Question

Three identical metallic uncharged spheres $A,{\text{ }}B,{\text{ }}and{\text{ }}C$ each of the radius a, kept at the corners of an equilateral triangle of side $d(d \gg a)$ as shown in the figure. The fourth sphere (of radius$a$), which has a change in$q$, touches A and then moves to a position far away. Bis earthed and then the earth connection is removed C is then earthed. The charge on C is:

(A) $\dfrac{{qa}}{{2d}}(\dfrac{{2d - a}}{{2d}})$
(B) $\dfrac{{qa}}{{2d}}(\dfrac{{2d - a}}{d})$
(C) $- \dfrac{{qa}}{{2d}}(\dfrac{{d - a}}{d})$
(D) $\dfrac{{qa}}{{2d}}(\dfrac{{d - a}}{{2d}})$

Answer 1

If a charged metallic sphere contacts the same size of metallic sphere, then half of the charge is transferred to another one.If a metallic sphere is earthed, then the net potential on that sphere has become zero. There is a charge dislocation in the earthed sphere by the influence of other charges nearby.

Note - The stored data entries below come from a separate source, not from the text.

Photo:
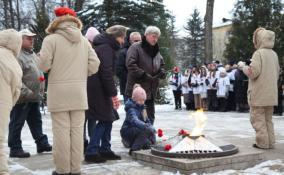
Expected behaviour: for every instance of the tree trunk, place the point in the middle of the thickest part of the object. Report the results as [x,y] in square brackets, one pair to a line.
[6,16]
[11,13]
[18,15]
[208,30]
[79,5]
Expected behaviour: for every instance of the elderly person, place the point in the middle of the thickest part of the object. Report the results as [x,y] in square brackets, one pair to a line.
[263,70]
[90,123]
[10,86]
[146,66]
[121,69]
[28,105]
[102,95]
[68,58]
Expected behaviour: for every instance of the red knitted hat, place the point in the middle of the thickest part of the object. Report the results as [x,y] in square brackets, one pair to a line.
[61,11]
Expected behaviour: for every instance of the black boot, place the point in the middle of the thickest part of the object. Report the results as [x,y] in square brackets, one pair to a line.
[44,148]
[55,173]
[110,156]
[94,158]
[19,154]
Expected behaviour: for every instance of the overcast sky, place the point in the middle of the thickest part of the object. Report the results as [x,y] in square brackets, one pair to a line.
[182,9]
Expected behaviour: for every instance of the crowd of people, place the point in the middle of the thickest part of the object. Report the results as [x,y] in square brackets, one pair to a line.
[82,92]
[215,87]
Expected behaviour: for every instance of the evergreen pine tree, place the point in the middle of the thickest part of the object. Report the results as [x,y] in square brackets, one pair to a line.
[41,22]
[248,16]
[194,40]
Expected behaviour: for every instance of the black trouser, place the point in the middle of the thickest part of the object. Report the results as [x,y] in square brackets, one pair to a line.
[279,109]
[20,113]
[222,101]
[212,100]
[231,102]
[150,108]
[191,100]
[177,95]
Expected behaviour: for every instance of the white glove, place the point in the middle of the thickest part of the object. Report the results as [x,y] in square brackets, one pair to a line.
[241,65]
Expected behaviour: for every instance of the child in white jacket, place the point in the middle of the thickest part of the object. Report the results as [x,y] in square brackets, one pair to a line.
[223,85]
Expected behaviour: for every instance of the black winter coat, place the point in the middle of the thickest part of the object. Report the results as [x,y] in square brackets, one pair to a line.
[121,69]
[241,86]
[142,60]
[101,86]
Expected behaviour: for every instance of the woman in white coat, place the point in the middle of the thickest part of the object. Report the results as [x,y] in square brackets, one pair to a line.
[10,86]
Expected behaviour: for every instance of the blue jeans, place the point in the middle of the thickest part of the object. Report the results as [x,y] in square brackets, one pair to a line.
[90,124]
[20,113]
[100,140]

Complete step by step answer:
Initially, there are no charges in A, B, C, spheres. So-net charge ${q_{net}} = 0$
Then there is a fourth sphere comes in contact with sphere A
So the charge is transferred to A by an amount of $q/2$
${q_A} = q/2$
Then removed the fourth sphere and earthed the B sphere. (Indicates figure B)
Because of earthed net Potential at B, ${V_{net}} = 0$ and there is a charge $q'$ on B.
${V_{net}} = {V_A} + {V_B}$

${V_{net}} = \dfrac{{k{q_A}}}{{{r_A}}} + \dfrac{{k{q_B}}}{{{r_B}}}$
${r_A}$ Distance between centre of the sphere A and centre of the sphere B, ${r_A} = a + d + a = d + 2a$ but $d \gg a$ so ${r_A} = d + 2a = d$.
${V_A}$ Is the potential due to the sphere A.
${V_B}$ Is the potential due to the charge dislocation in B.
$k$ is a constant.
${V_{net}} = \dfrac{{k(q/2)}}{d} + \dfrac{{kq'}}{a} = 0$
$\dfrac{{kq}}{{2d}} = \dfrac{{ - kq'}}{a}$, then $q' = \dfrac{{ - qa}}{{2d}}$this is the charge on B.
Now, earth connection removed from B and earthed C
So, net potential on C =0 $V{'_{net}} = 0$
$V{'_{net}} = {V_A} + {V_B} + {V_C} = 0$
We already know ${V_A}$and ${V_B}$ and substitute values.
$0 = \dfrac{{k{q_{}}}}{{2d}} + \dfrac{{ - kqa}}{{2{d^2}}} + \dfrac{{k{q_C}'}}{a}$
Cancel all $k$
$\dfrac{{k{q_{}}}}{{2d}} + \dfrac{{ - kqa}}{{2{d^2}}} = - \dfrac{{k{q_C}'}}{a}$
$\dfrac{{{q_{}}}}{{2d}} + \dfrac{{ - qa}}{{2{d^2}}} = - \dfrac{{{q_C}'}}{a}$
$(\dfrac{{{q_{}}}}{{2d}} + \dfrac{{ - qa}}{{2{d^2}}})a = - {q_C}'$
The charge on C is
${q_C}' = - \dfrac{{qa}}{{2d}}[\dfrac{{d - a}}{d}]$
So the answer is (C) $- \dfrac{{qa}}{{2d}}(\dfrac{{d - a}}{d})$

Note: Earthed means is the grounding of the metallic sphere. We should count this term $2a$ in $d + 2a$, if this $d \gg a$ is not given. Earthling is used in electrical appliances to prevent electric shock by providing a path of unwanted charge flow.